Mehrere Begriffe im Gesetz sind unbestimmt, darunter die Definition des anspruchsberechtigten Personenkreises, die Voraussetzungen eines notwendigen Näheverhältnisses und das seelische Leid als Schadensgrundlage. Die gesetzlich vermutete Nähebeziehung zwischen Ehepartnern und engen Verwandten kann in der Praxis zu fragwürdigen Ergebnissen führen. So profitieren etwa Ehepartner, die seit Jahrzehnten keine enge Beziehung mehr pflegen, während eng verbundene Geschwister ihr Näheverhältnis möglicherweise beweisen müssen. Bisher gibt es jedoch keine Fälle, in denen eine übermäßige Anzahl von Personen Ansprüche geltend gemacht hat. Dennoch ist es denkbar, dass künftig auch enge nicht-familiäre Bindungen Berücksichtigung finden.
Die Rechtsprechung hat bislang keine ausufernden Hinterbliebenengeldzahlungen zugesprochen. In der Regel liegen die Beträge um die 10.000 Euro. Bei detaillierter Darlegung des seelischen Leids und eines engen Näheverhältnisses können auch höhere Summen gewährt werden.

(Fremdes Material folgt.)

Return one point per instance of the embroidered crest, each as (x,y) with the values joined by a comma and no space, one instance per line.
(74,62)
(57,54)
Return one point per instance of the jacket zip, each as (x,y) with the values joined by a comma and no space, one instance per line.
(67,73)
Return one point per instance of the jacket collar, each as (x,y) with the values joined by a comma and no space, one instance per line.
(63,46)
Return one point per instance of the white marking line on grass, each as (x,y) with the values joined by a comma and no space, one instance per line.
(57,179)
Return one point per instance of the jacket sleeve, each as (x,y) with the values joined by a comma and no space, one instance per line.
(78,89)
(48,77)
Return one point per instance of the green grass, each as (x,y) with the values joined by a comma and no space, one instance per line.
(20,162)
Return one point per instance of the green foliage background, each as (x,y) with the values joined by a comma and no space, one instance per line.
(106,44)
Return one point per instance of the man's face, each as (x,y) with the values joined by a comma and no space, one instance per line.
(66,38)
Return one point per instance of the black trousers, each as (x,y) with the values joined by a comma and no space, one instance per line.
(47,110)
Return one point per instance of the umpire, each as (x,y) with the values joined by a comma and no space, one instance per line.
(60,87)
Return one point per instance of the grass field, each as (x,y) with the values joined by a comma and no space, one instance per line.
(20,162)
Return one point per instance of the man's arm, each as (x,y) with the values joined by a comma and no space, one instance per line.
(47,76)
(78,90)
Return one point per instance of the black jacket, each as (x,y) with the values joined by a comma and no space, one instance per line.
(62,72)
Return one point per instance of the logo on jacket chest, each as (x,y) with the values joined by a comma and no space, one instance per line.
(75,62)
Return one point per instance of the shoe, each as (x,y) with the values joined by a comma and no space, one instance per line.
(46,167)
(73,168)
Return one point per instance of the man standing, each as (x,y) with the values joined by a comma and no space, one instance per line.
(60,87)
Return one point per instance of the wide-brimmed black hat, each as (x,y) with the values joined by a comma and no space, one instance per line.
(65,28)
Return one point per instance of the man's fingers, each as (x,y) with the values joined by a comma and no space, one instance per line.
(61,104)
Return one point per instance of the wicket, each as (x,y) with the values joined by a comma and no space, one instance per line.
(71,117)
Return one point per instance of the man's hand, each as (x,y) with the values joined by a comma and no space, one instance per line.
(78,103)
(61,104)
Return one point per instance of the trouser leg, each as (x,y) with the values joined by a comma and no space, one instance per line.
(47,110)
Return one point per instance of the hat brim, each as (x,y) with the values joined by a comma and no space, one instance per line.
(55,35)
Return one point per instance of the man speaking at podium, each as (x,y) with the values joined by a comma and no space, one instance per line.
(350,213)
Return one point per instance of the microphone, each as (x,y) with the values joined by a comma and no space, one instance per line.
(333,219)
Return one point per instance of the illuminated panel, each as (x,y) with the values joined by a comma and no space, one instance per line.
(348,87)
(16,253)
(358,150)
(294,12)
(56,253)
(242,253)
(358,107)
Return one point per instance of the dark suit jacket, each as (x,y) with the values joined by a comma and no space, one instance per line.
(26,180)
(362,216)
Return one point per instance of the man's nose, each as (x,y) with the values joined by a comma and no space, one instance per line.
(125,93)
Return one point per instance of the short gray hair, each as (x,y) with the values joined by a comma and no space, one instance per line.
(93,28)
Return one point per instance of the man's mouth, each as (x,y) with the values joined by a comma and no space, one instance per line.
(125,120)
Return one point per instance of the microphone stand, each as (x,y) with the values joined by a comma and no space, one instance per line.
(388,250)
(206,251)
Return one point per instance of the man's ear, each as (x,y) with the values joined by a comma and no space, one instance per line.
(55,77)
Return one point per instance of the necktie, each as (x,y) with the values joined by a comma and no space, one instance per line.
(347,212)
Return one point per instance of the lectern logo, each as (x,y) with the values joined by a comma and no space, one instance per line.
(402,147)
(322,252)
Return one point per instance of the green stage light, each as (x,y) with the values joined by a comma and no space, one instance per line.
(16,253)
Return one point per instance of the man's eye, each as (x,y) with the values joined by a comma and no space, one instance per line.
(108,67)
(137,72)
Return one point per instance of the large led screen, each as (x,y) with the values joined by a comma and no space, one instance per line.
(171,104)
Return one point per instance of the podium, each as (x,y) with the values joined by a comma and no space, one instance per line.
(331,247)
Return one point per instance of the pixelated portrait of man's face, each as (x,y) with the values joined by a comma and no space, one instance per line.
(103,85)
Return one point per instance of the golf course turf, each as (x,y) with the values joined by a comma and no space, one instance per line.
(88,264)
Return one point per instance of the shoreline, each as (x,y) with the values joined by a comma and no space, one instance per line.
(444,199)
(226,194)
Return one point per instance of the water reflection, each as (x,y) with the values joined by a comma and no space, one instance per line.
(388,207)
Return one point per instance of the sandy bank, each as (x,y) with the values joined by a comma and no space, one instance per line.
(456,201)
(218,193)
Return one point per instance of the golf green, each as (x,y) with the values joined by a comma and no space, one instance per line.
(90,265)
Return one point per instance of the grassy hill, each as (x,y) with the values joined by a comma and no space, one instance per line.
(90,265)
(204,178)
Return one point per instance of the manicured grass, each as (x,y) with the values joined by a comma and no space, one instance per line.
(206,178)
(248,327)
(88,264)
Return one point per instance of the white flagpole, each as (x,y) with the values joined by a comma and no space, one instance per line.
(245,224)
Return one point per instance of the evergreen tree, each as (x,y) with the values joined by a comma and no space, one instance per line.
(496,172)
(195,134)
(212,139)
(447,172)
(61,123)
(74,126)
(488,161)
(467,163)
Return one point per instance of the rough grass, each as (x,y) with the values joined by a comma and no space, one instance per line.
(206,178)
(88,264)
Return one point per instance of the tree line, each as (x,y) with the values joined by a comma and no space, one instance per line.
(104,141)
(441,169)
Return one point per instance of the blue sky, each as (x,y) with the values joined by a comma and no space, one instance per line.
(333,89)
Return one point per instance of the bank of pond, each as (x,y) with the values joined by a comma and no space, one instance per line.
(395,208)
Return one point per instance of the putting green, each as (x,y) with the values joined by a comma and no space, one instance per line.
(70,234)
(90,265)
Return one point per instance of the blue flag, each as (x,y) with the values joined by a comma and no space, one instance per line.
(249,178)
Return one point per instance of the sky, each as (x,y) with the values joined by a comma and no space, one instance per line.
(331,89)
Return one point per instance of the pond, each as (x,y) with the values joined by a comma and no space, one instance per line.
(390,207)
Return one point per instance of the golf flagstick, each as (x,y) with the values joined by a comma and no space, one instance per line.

Kriterien, die das Alter des Verstorbenen oder dessen voraussichtliche Lebenserwartung einbeziehen, sind abzulehnen. Ebenso wenig sollten subjektive Einschätzungen darüber, wie stark ein Kind oder eine demenzkranke Person einen Verlust empfindet, in die Bewertung einfließen.
Die Absenkung der Anforderungen für einen Schockschaden durch den Bundesgerichtshof hat dazu geführt, dass sich Hinterbliebenengeld und Schockschaden stellenweise überlappen. In der Praxis sollte stets eine parallele Geltendmachung beider Ansprüche erfolgen, insbesondere wenn das für das Hinterbliebenengeld erforderliche seelische Leid gleichzeitig als medizinisch diagnostizierbare psychische Erkrankung gewertet werden kann.